Catalonia’s health minister, Alba Vergés, said on Sunday evening that the prototype has been designed “in record-breaking time.” She added that the project will breathe “fresh air” into the health system, which is on the brink of collapse.

Thousands of face masks

In northern Catalonia, a group of volunteers have banded together to make face masks that can be used by people and healthcare professionals. Conchi Morales, a dressmaker from Sant Feliu de Guíxols, sent out the call for volunteers to use cotton clothing fabric to make face masks, and the response came from thousands of people willing to give a hand.

At first, the group made 2,000 cotton masks, which can serve as “another filter” for people in the fight against covid-19. However, the group now uses a special surgical fabric, which is “perfect” for healthcare workers. “We have been told that these masks are perfect especially for healthcare workers because they can be washed and disinfected several times,” Morales explained.
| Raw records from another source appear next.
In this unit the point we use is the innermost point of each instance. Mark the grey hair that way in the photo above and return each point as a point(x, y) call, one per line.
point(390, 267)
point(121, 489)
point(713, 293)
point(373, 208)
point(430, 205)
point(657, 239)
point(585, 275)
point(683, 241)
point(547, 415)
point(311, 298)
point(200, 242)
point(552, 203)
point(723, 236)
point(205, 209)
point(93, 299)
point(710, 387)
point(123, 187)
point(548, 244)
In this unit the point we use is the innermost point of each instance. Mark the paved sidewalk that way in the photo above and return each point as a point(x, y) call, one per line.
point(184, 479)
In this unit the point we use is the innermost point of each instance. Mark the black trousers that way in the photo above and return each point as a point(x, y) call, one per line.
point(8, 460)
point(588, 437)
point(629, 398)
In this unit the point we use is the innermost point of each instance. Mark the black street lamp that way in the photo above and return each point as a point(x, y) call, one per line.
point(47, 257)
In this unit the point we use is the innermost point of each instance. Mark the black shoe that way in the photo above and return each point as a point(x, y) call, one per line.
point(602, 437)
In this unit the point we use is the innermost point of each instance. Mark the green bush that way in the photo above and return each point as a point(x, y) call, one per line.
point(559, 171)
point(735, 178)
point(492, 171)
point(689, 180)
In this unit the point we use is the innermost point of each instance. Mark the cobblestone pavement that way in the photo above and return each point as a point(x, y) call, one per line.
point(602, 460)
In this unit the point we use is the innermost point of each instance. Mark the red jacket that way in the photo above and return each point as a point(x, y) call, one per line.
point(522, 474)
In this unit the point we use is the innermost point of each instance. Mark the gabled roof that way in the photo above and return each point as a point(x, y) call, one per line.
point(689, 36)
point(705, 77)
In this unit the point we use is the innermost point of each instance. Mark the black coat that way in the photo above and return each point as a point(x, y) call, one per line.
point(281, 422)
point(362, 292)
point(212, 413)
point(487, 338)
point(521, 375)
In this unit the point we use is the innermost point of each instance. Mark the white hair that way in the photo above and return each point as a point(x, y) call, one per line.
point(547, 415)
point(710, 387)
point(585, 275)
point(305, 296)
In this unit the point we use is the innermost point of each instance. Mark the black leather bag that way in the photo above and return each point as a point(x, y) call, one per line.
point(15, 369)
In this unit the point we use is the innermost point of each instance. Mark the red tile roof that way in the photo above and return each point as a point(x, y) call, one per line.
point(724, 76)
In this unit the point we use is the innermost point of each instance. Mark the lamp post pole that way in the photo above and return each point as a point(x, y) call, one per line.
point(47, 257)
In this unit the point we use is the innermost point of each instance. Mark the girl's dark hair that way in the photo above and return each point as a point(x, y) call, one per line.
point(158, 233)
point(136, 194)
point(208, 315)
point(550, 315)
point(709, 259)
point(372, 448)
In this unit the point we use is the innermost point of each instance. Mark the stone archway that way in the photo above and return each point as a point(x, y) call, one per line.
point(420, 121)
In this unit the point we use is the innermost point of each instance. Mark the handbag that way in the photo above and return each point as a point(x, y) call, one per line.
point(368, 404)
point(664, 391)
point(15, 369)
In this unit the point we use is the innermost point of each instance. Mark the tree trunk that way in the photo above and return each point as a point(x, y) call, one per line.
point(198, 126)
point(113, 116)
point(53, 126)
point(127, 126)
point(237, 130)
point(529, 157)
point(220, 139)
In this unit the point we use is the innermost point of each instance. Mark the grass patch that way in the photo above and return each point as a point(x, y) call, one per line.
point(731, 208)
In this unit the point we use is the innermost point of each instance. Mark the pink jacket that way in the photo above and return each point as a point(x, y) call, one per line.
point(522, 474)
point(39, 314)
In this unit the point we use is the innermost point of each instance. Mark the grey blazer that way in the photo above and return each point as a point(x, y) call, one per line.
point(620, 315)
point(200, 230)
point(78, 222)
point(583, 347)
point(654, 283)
Local town councils have donated material to the cause too, but the group are looking for more material donations, as they already have enough of a workforce to help. In fact, in one morning alone, the group were able to make 1,000 face masks. Organizer Conchi Morales first put out the call for volunteers on social media, thinking “around nine or ten people would answer” her. However, the response was huge, and thousands had pledged to give their services in making the first 2,000 face masks.

Now, the initiative has grown, as the group will continue making the face masks during this time of crisis. They have also made contact with other groups, to teach them how to fabricate the face masks. However, Morales emphasises that the group does not charge anything for the masks, nor do they accept economic donations. “There are healthcare workers who take care of us, and we want to take care of them,” she said.